The Housekeepers is Alex Hay’s debut novel and I found it an entertaining read. It was fascinating to see how carefully Mrs King and her accomplices plan the heist – preparing inventories of each room, taking measurements, identifying escape routes and making sure nothing is left to chance! Despite their detailed planning, there are still some factors outside their control and a lot of things that could go wrong, so there’s plenty of suspense as we wait to see whether or not they will succeed. As the novel progresses and we learn more about what has been going on behind the doors of the Park Lane house, I found I didn’t have much sympathy for Miss de Vries and was definitely rooting for the servants!

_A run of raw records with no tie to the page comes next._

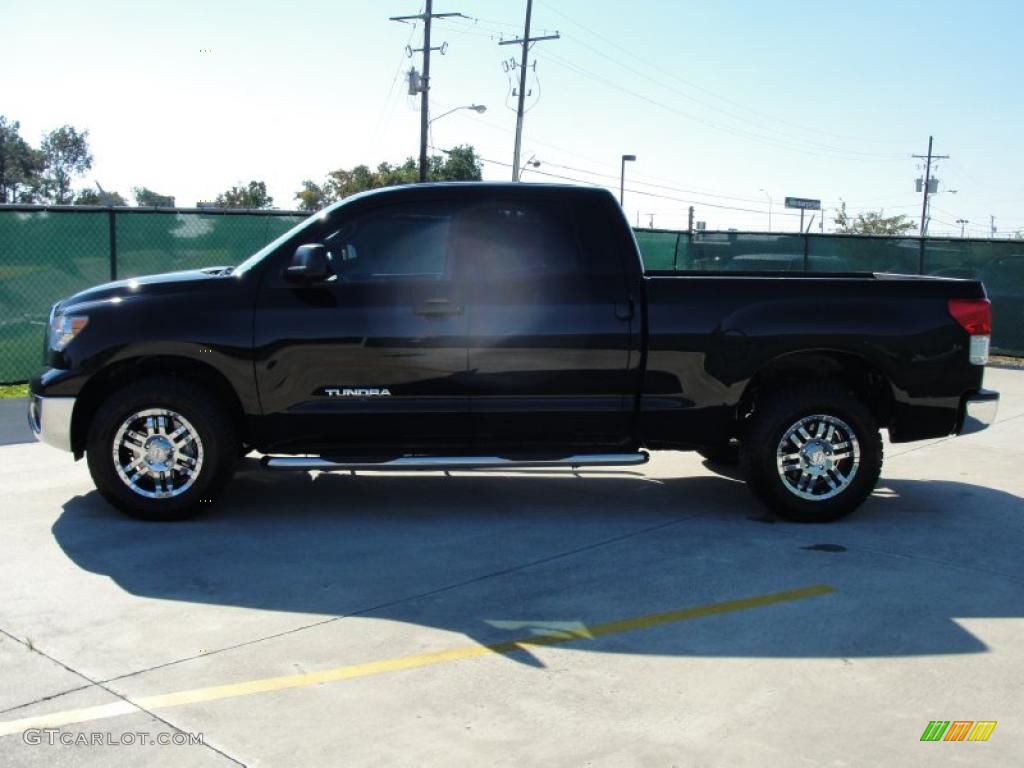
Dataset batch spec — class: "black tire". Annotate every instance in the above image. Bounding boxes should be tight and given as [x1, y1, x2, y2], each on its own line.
[697, 444, 739, 466]
[741, 382, 882, 522]
[86, 376, 240, 521]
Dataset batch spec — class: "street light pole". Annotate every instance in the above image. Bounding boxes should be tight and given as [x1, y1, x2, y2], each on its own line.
[761, 189, 772, 231]
[618, 155, 637, 206]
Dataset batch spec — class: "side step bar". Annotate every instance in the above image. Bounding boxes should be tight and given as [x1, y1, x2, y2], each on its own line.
[263, 451, 650, 472]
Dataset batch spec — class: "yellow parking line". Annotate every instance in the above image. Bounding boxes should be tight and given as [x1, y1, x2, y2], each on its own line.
[0, 584, 836, 736]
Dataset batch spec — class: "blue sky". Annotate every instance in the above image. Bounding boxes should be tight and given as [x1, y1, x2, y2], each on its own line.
[0, 0, 1024, 234]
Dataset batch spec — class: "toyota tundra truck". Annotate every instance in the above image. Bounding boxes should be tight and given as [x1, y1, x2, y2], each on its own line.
[29, 182, 998, 521]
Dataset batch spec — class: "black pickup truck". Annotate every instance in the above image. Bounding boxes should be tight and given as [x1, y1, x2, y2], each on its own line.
[29, 183, 998, 521]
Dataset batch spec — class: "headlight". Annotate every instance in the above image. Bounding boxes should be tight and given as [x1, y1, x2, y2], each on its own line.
[50, 314, 89, 352]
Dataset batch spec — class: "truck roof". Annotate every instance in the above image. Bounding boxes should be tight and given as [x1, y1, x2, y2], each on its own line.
[331, 181, 611, 208]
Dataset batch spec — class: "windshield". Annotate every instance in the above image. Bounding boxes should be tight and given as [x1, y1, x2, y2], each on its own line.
[231, 208, 331, 274]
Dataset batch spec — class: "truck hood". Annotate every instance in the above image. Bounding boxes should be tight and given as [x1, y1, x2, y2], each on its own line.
[57, 266, 230, 310]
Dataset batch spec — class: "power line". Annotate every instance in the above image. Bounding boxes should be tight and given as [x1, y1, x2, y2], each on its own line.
[547, 53, 905, 162]
[444, 146, 800, 216]
[910, 136, 949, 238]
[541, 0, 905, 143]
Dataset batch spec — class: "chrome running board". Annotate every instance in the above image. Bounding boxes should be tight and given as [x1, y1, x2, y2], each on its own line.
[263, 451, 650, 472]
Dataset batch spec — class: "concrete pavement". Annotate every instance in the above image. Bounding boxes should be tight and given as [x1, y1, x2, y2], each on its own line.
[0, 370, 1024, 766]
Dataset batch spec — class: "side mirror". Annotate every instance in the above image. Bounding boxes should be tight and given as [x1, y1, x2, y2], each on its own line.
[285, 244, 331, 283]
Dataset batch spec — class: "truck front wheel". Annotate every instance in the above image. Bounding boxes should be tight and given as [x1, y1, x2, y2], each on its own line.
[86, 376, 240, 520]
[742, 383, 882, 522]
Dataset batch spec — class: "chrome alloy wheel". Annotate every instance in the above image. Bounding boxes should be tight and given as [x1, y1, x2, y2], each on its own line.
[114, 409, 203, 499]
[775, 414, 860, 502]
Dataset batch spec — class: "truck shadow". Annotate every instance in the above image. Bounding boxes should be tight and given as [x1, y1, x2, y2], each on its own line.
[52, 460, 1024, 663]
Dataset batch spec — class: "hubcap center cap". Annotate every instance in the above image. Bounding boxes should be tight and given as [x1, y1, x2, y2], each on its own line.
[145, 437, 174, 467]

The heist is Mrs King’s idea, but I thought some of the other women she enlists were more interesting characters. These include Mrs Bone, who runs a criminal network but seems to have a moral code of her own, the actress Hephzibah and the two trapeze artist sisters referred to as Jane-one and Jane-two. There’s also Winnie, who held the position of housekeeper before Mrs King, and Alice the sewing maid who is befriended by Miss de Vries and faces a battle with her conscience. I felt that too many characters were introduced too quickly at the beginning of the book, which made things confusing for a while, but I eventually managed to keep them all straight in my mind.

The novel is also an interesting exploration of the class system and the injustice of some people being born into a life of privilege while others are not. In his author’s note, Alex Hay describes the satisfaction of imagining the servants trying to claim some of that privilege for themselves! However, Miss de Vries herself is looked down upon by the people she most wants to impress because she had a father who made his fortune through diamond mining rather than inheriting wealth passed down through the generations.

I thought The Housekeepers was fun to read and with its period setting, portrayal of life above and below stairs, and vividly described heist sequences, I could easily imagine a BBC adaptation. As a first novel it’s quite impressive and I’ll certainly be looking out for more from Alex Hay!

Thanks to Headline Review for providing a copy of this book for review via NetGalley.

This is book 26/50 read for the 2023 Historical Fiction Reading Challenge.